Some environment variables can be set to point infinitas to the proper PostgreSQL database:

  • INFINITAS_DB_HOST defaults to 127.0.0.1
  • INFINITAS_DB_PORT defaults to 5432
  • INFINITAS_DB_NAME defaults to infinitas
  • INFINITAS_DB_USER defaults to infinitas
  • INFINITAS_DB_PWD defaults to infinitas

You can also set the port used by Infinitas through INFINITAS_PORT.

const Infinitas = require('infinitas')
    
var infinitas = new Infinitas()
 
var task = {
  name: 'myTaskName',
  schedule: '*/15 * * * *',
  timeout: 60000 // timeout in milliseconds
}
 
infinitas.schedule(task, function(err) {
  // jobs for that task will be created every minute and every hour
})
 
// Here is how you declare your business logic
infinitas.addProcessor(task.name, function(job) {
  // task business logic here...
 
  job.on('timeout', (taskTimeoutValue) => {
    // The job timed-out
    // Note that because this event, job.done(), and job.fail() are all
    //   asynchronous there is no guarantee that the timeout event will fire
    //   before you call job.done() or job.fail().
    // Regardless of a job timeout status, job.log() will continue to log
    //   your messages.
  })
  
  // log information related to the job
  // An optional callback will catch transmission errors to the server.
  // If no callback is used, errors are ignored
  job.log('A Fox once saw a Crow...')
 
  // when the task is finished, call this.done()
  job.done((err) => {
    // err is non null when:
    //   - infinitas server cannot be contacted (err.code = 'server_unreachable')
    //   - the job has already timed out (err.code = 'job_timed_out')
    //   - job.done() was already called (err.code = 'job_done')
    //   - job.fail() was previously called (err.code = 'job_failed')
  })
      
  // or if it failed, you can call this.fail()
  job.fail((err) => {
    // err is non null when:
    //   - infinitas server cannot be contacted (err.code = 'server_unreachable')
    //   - the job has already timed out (err.code = 'job_timed_out')
    //   - job.fail() was already called (err.code = 'job_failed')
    //   - job.done() was previously called (err.code = 'job_done')
  })
 
 
  // Note that you cannot log messages after calling either job.done() or
  //   job.fail()
  job.log('A Fox once saw a Crow...') // this will throw an error
 
})

Objects

As an Infinitas consumer, you will be defining Tasks and Processors. At a specific time or interval, a Task is sent as a Job to a Processor.

Tasks

A task has the following properties:

Property -sub Type Description
name string each task is uniquely identifiable through a name within the system
lastJob * Object an object representing the last triggered job
id string the unique identifier of the last triggered job
date Date represents the date of the last triggered job
status string one of "succeeded", "failed", "running"
lastFailure * Object an object representing the last failed job. Attributes same as above
lastSuccess * Object an object representing the last successful job. Attributes same as above
schedule string CRON-like schedule

Properties with a * are read only.

Job

Processor

Multiple clients

NOT SUPPORTED YET !

The above quick start runs a single client and a single Infinitas server in the local process. If you want multiple clients to concurrently run tasks, Infinitas can be used by multiple clients.
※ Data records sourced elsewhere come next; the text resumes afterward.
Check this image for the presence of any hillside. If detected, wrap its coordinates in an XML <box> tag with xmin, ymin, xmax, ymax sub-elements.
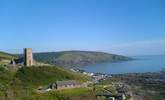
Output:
<box><xmin>0</xmin><ymin>51</ymin><xmax>16</xmax><ymax>60</ymax></box>
<box><xmin>0</xmin><ymin>51</ymin><xmax>16</xmax><ymax>65</ymax></box>
<box><xmin>31</xmin><ymin>51</ymin><xmax>130</xmax><ymax>67</ymax></box>
<box><xmin>0</xmin><ymin>66</ymin><xmax>88</xmax><ymax>100</ymax></box>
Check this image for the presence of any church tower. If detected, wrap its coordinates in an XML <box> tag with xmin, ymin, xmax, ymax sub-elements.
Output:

In that configuration, each client opens a websocket connection to the server. Job allocation to clients is round-robin.

On each client:

  const Infinitas = require('infinitas')
    
  var infinitas = new Infinitas({
    server: 'wss://my-infinitas-server:3000'
  })
 
  infinitas.processor('myTaskName', function(job) {
    // do smthg
    job.done()
  })

If no processor is active, the server will retry after 1, 10 and 30 seconds.

To start the server, download infinitas and run npm start. Our goal is to provide a deb package but that work is still in progress.

Database

Infinitas creates and maintain its own tables. Migrations are run when the server is started. All tables are prefixed with infinitas_ to prevent conflicting with other database users.